April 26, 2018
- Lines are clearly differentiated
- It is intuitive
What could be improved
- I’ll work on the title
- Remove the legend (test for color blindness)
- Right align the y-axis labels
- Remove vertical grid line
- Add full years
- Add annotations at points where lines intersect
- Research proper x-axis / y-axis ratios
A few fun tips
I use Spectrum to test for colorblindness.
You can see the original colors work well, buuut I decided to go with some different colors anyway. Notice how I said, “I decided”. My color choice is totally subjective. Without colors that more clearly associated with the categories in our dataset, it’s all free-range (pun intended) less those colors that make it hard for others with color vision limitations.

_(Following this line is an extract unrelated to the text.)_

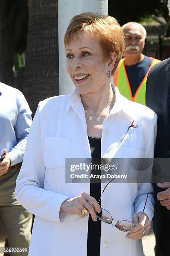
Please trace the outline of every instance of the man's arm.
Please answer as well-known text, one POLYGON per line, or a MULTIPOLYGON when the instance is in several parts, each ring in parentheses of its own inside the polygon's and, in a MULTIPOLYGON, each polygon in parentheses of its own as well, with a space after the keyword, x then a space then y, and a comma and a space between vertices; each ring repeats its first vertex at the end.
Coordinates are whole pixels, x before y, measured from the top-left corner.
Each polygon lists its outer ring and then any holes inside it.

While most colors are free to use, notice what happens when the low-contrast option is selected. Those grid lines become a bit pointless, hey? There’s your justification to remove the background color. Every choice is a design choice in data visualization.
My favorite tool to use top pick pretty colors is ColorZilla. Regardless of the tool you use, ColorZilla makes it super simple to grab those HEX codes your visualization tools needs for custom colors.
- The golden ratio
In order to make my visualization (technically) beautiful the dimensions need to be just perfect 👌 Visua.ly has a good slide deck you can run through to learn more about the golden ratio if you are into that sorta superficial stuff.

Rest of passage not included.